SUCIEDAD DEL DESTINO
La mitad está hendida por un lamento; la mitad habla sobre las heridas. Aquí la muerte halla su forma en todos los rostros. ¿Quién viene dando gritos por entre calles blancas? ¿Quién anuncia el verano con campanas horribles? Mi corazón escucha a las hormigas; mi corazón escucha la actividad del gran muerto en su eternidad ensangrentada, mientras entra la sombra en los espejos y los mendigos se ejercitan en la delación. La crueldad se enciende en las bujías y arden los párpados de los últimos durmientes. En otra página, altos, frenéticos escribas hacen las leyes de los derrotados. Y vienen días infecundos, láminas sin honor, horas cansadas. Vierten acónito sobre la lengua que saludaba a los crepúsculos y, en este punto, arden banderas entre laureles. Desde este día las ciudades están marcadas con las sentencias de los grandes perjuros. En las aguas más lentas, la suciedad se extiende y esta sustancia entra en el destino.
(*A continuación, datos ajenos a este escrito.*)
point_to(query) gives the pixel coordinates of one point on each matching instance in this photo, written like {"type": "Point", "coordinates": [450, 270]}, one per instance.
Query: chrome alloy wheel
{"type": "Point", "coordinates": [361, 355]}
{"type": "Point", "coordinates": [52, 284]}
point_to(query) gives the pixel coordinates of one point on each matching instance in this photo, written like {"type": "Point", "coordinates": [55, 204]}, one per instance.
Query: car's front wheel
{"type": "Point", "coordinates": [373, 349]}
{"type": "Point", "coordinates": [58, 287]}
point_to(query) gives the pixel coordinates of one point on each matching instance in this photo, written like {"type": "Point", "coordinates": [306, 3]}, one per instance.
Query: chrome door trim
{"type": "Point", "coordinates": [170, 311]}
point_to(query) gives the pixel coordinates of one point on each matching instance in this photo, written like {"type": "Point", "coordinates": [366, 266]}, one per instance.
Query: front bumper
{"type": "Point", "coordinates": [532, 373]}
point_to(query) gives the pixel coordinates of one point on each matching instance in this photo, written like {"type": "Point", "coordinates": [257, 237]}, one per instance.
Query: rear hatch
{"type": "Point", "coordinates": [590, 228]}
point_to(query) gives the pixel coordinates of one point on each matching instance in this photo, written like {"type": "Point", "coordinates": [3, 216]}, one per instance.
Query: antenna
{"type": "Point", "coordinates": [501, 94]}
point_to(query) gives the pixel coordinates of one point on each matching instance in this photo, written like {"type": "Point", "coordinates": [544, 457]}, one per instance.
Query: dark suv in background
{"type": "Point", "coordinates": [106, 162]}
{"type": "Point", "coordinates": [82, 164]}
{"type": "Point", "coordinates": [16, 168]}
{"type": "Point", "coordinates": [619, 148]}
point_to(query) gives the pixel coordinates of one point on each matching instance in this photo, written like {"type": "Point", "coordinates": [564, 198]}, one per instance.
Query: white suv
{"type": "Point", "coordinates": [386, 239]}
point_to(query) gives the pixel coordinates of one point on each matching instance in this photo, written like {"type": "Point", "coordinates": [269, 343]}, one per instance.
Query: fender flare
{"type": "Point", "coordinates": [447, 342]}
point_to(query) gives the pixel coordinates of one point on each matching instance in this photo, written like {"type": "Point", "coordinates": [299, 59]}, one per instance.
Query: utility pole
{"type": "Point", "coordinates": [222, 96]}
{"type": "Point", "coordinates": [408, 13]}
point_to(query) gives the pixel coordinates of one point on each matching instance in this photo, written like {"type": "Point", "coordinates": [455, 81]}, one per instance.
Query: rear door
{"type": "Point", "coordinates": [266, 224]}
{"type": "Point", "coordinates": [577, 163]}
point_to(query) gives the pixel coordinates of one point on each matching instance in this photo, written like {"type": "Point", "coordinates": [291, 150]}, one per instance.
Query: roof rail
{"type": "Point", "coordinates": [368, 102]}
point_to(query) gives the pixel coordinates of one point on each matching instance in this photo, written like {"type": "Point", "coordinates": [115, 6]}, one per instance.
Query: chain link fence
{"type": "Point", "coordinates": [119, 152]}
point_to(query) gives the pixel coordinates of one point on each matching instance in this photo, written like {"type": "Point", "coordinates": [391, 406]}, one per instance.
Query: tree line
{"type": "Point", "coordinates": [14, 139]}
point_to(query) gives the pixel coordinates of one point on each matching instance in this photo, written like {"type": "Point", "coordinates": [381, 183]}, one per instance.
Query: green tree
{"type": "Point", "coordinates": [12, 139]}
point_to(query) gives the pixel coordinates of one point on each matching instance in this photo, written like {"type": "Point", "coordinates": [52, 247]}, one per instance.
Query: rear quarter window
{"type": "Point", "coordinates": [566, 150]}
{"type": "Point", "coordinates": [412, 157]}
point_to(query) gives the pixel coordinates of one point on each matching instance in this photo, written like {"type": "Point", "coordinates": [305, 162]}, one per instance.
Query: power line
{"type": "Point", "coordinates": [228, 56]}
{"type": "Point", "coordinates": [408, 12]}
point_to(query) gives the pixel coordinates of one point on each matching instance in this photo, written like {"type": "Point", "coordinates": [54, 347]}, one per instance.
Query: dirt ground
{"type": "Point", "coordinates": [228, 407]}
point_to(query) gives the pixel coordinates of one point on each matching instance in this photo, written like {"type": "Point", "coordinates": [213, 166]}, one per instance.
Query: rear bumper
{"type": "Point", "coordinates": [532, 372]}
La enemistad crece en nosotros y la esperanza cohabita con el desprecio. La cobardía es nuestra patria más frecuente, pero ¿quién es, al fin, el verdadero muerto? Su belleza está entregada a los insectos, mas sobrevive entre torrentes. Alimentado en el hastío, alimentado por una flor infecciosa, él es esbelto en la injusticia. Ahora duerme y, de sus labios, oigo el gemido que te nombra, España.
Eran días atravesados por los símbolos. Tuve un cordero negro. He olvidado su mirada y su nombre.
Al confluir cerca de mi casa, las sebes definían sendas que, entrecruzándose sin conducir a ninguna parte, cerraban minúsculos pradeños a los que yo acudía con mi cordero. Jugaba a extraviarme en el pequeño laberinto, pero sólo hasta que el silencio hacía brotar el temor como una gusanera dentro de mi vientre. Sucedía una y otra vez; yo sabía que el miedo iba a entrar en mí, pero yo iba a las praderas.
Finalmente, el cordero fue enviado a la carnicería, y yo aprendí que quienes me amaban también podían decidir sobre la administración de la muerte.
Veo el caballo agonizante junto al pozo de aguas oscuras y las gallinas a su alrededor. El rocío afila su pureza bajo los dientes amarillos y el crepúsculo acude a las desiertas pupilas (sombra de las higueras, serenidad de la hierba, profundidad del aire atravesado por vencejos). Veo la espalda de la indiferencia, los corredores destinados a la contemplación del hastío entre las altas begonias, entre las grandes hojas soñolientas. Siento la curiosidad de los perros y la piedad de las mujeres: es el paisaje de la infancia, el olor incorporado a mi espíritu en los accesos de la edad.